It’s not a real word, but it is the only word that can sum up this Michigan born lady with raven black hair, a mischievous smile and a constellation of talents that made her a wonder of nature.
- Mother, she corralled and crafted her five youngsters without breaking a sweat
- Grandmother, she knew precisely what each of her dozen plus little ones loved and wanted
- Pastor’s wife, she reveled in Sundays, lived to hear her husband preach and would gladly pack up the house to move cross-country whenever the call came
- Incredible cook, she would throw a feast for 50 at the drop of a hat and was happiest when her house was full of her loved ones stuffing themselves with her carefully created delicacies
- Bookkeeper, she could balance bank books and reconcile corporate accounts with apparent ease
She was an amazing woman. She was my mom.
I know it makes her sound like Wonder Woman, but don’t get me wrong. While she was excessively talented, amazingly attentive and incessantly efficient, Mom wasn’t perfect.
But she was close enough.
Some of her flaws were laughable. She was completely tone-deaf in a profoundly musical family. She was a pastor’s wife but loved tawdry soap operas. Cleanliness was not next to godliness…it WAS godliness! She ironed everything, dressed her children up like mannequins for Sunday church and went catatonic if she missed her weekly hair appointment.
Some of her imperfections came from deeper places. She could be austere, distant and closed. She could incite fear with the snap of a finger and was quicker to spank than to spoil. She was sometimes inflexible, often preoccupied, frequently worried and always busy.
In reality, she was just a mom–made so by the five little crazies she was trying to keep from destroying the world.
Yet she was so much more than just a mom.
Mother’s Day lends itself to the altered state of selective memory. Gushing with varnished recollections and characterized by retouched mental portraits, the celebrations lose their power because they commemorate an image not a real person.

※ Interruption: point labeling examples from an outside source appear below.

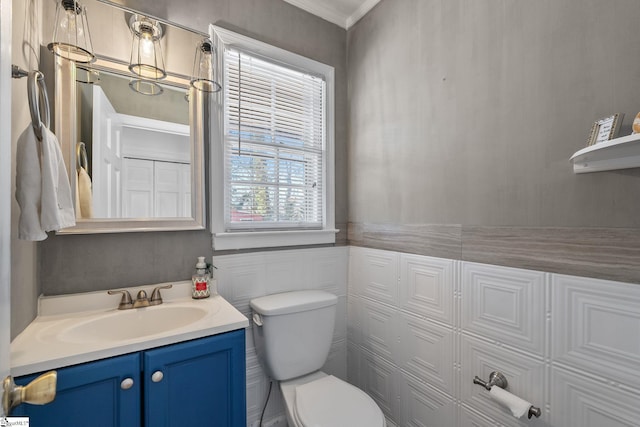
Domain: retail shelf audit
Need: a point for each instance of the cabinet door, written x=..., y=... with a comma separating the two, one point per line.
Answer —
x=202, y=384
x=90, y=395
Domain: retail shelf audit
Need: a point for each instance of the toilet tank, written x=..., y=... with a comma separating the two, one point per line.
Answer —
x=293, y=331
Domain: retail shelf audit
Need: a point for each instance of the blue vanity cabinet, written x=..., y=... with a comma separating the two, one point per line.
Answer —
x=91, y=394
x=192, y=383
x=196, y=383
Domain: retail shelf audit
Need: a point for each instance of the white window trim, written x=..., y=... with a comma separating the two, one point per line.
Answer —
x=223, y=240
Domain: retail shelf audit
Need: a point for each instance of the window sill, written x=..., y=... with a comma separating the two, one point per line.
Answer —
x=271, y=239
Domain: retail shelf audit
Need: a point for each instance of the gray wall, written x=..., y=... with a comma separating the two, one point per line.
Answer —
x=93, y=262
x=467, y=111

My thoughts this Mother’s Day are not laced with sappy nostalgia or colored by embellished reminiscences void of her foibles and idiosyncrasies.
I can’t remember her that way because I look in the mirror each day and see so many of her strengths and weaknesses staring back at me.
Edna Jane was a real person–with real flaws, deep needs and strange quirks.
I will not gloss over them because I want to celebrate the real person. I want to revel in her scars and blemishes, not just her gifts and virtues.
Mom wasn’t perfect. But she was close enough.
And in the end, after a twelve years of hand-to-hand combat with the mind-ravaging and personality-sapping despot called Alzheimer’s, there wasn’t much left of this larger than life person.
In those last days when she was wasted away to nothing, diapered and dentureless, staring blankly into space, mute and mindless–she was anything but perfect.
But she was close enough to perfect for me.
I love you Mom…and I miss you every day.